An acquaintance of mine communicated recently that she was deeply troubled by her tendency to resist what she considered to be a superior way of behaving in favor of the many indulgences which both give her pleasure and considerable guilt.

What I heard her saying was, in effect, that instead of yielding to the discomfort of experiencing what was arising for her, she tends to opt for the many types of distractions that she relies on to keep her safe and stable. From her accounting, these were food, movies, sleep, sex, wine and day dreaming. This set me thinking, once again, about the role of resistance and guilt in my life and the lives of others.

What comes to my mind when I consider this issue is the role of perception and how each of us will view the exact same phenomenon from a slightly to sometimes dramatically different point of view.

If I’m feeling balanced and in touch with an internal spaciousness then my tendency will be to allow whatever is arising to be true and valid and therefor justified and acceptable. However, if I’m not in balance because I haven’t slept well or I ate poorly or I’ve had a struggle with someone I care for, then my tendency will be to indulge in anything that provides me with a facsimile of nurturance and sustenance.

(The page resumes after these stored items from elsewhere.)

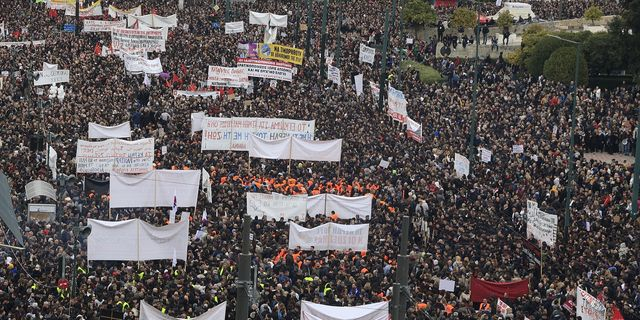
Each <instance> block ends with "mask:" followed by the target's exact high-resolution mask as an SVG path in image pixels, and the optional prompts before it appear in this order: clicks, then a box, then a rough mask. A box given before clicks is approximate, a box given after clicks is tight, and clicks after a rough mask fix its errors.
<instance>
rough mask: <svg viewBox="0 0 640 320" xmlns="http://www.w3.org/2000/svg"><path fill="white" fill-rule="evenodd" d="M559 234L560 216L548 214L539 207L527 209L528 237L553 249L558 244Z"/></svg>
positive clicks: (527, 224) (527, 233) (527, 228)
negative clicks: (558, 237) (546, 243)
mask: <svg viewBox="0 0 640 320" xmlns="http://www.w3.org/2000/svg"><path fill="white" fill-rule="evenodd" d="M557 233H558V216H556V215H555V214H548V213H546V212H544V211H542V210H540V209H538V208H537V207H536V208H532V209H528V208H527V237H533V238H535V239H536V240H538V241H539V242H546V243H547V245H548V246H550V247H553V246H555V244H556V237H557Z"/></svg>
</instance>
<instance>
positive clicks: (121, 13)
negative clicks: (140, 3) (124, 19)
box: [109, 6, 142, 18]
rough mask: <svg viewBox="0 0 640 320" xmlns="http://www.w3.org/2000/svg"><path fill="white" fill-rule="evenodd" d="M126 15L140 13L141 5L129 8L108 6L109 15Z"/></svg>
mask: <svg viewBox="0 0 640 320" xmlns="http://www.w3.org/2000/svg"><path fill="white" fill-rule="evenodd" d="M127 15H134V16H139V15H142V6H137V7H135V8H131V9H129V10H124V9H119V8H116V6H109V16H111V17H112V18H124V17H126V16H127Z"/></svg>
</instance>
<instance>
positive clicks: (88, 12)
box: [64, 1, 102, 18]
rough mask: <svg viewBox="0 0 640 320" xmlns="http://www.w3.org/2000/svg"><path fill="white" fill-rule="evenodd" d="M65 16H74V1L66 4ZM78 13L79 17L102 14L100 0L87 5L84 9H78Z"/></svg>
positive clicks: (74, 6)
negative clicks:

As a result of this perception, I conclude that my resistant point of view is nothing out of the ordinary but a human attempt to create stability and wholeness in a situation that is out of balance and a desire to be cared for in ways that ease the discomfort.

So the work of anyone, me included, who wishes to negotiate the sometimes-turbulent terrain of imbalance and resistance must follow a two-fold path. On the one hand, accept the situation. See it as an opportunity to allow the indulgence to be a valid expression of our desire to re-establish balance and to provide ourselves with a loving kindness that is being denied.

At the same time, there has to be recognition of the desire to change a familiar habit into a new and revised way of experiencing ourselves and the world. This dictum of mine is also congruent with a quote from Rumi, the celebrated Sufi poet: “The cure for the pain is in the pain.” To me this means that what we do not experience directly in the body/mind cannot be released.

The dilemma for most humans is that we spend our precious lives protecting ourselves from discomfort. However, if we wish to heal from wounding which stems from anywhere along the way, we have to experience some discomfort. The point of effective therapy is to use the therapeutic relationship to feel sufficiently safe and stable to connect and release this pain.